News then broke last week that The Crescent was also at potential risk of future closure if plans to build apartments next door get the green light given that this could then lead to noise complaints coming from the residents living there. The closure of independent live entertainment venues is a national problem, but these two instances in York do highlight the haemorrhaging of cultural provision at grassroots level and the difficulties that this dearth can bring, something that tonight’s show serves to reinforce.
The Crescent is a hot, seething mass of kindred spirits who are out for the evening hellbent on having themselves a real good trouble-free time and through their collective efforts and some pretty spectacular music along the way the Kris Barras Band ensure that they all end up going home having achieved that objective. Not having the opportunity to enjoy nights like this would be such an immense loss.
There is nothing overly complicated about the music of the Kris Barras Band and it is all the better for that. They take the staple ingredients of blues and rock and mix them together, with a couple of very notable exceptions, into a hot, sweaty, blood-and-thunder, foot-stomping cauldron of sound.

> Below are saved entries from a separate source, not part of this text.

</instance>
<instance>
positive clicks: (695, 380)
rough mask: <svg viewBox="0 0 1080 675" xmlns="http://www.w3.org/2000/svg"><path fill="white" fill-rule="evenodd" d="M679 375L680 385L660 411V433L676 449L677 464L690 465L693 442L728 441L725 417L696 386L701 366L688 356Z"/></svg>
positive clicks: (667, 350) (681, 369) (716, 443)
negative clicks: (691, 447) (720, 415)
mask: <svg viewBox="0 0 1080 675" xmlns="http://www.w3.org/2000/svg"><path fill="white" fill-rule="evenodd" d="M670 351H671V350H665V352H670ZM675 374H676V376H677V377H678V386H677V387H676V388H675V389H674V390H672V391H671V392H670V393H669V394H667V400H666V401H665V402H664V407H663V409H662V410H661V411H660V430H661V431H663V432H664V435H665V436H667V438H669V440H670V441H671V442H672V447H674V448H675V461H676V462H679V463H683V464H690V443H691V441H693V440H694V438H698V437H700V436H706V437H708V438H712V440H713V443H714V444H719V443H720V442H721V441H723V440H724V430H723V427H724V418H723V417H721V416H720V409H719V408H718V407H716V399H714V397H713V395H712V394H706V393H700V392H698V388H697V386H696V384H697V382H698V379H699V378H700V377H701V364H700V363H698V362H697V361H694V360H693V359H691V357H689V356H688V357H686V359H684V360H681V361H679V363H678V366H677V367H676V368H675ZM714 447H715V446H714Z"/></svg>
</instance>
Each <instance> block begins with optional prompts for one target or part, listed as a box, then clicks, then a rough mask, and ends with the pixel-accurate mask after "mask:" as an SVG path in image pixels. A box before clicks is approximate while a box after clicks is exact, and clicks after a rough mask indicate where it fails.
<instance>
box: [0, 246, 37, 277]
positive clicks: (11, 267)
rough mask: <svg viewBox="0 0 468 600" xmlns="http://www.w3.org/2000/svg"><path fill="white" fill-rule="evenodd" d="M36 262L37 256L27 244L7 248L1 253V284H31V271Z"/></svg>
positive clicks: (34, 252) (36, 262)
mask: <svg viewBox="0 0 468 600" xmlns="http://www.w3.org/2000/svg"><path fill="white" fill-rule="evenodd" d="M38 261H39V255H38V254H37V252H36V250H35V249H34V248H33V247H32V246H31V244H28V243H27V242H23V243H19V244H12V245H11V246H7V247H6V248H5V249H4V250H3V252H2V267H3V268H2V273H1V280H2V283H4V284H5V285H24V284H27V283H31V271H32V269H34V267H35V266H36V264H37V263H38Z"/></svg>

The relatively early appearance of ‘Rain’ in the set marks a more recent shift in the direction of Kris Barras’s songwriting. Taken from the band’s latest album, Light It Up – a title which also lends its name to the current tour – ‘Rain’ is a big-booming love ballad of which Guns N’ Roses in their prime would most surely have been proud. And ‘Watching Over Me’, a most poignant tribute to Kris Barras’s father, a man who was such a huge influence on his musical career and who died prematurely at the age of 54 from cancer, sees Barras move to the lip of the stage and peel off some truly blistering blues guitar solos in the very best Gary Moore tradition.
The band returns for a richly deserved encore of ‘Going Down’ during which the two backing singers Alex Hart and Phoebe Jane join Kris Barras at the front of the stage adding further impetus and dimension to Freddie King’s timeless blues standard. Long live the Kris Barras Band; long live The Crescent.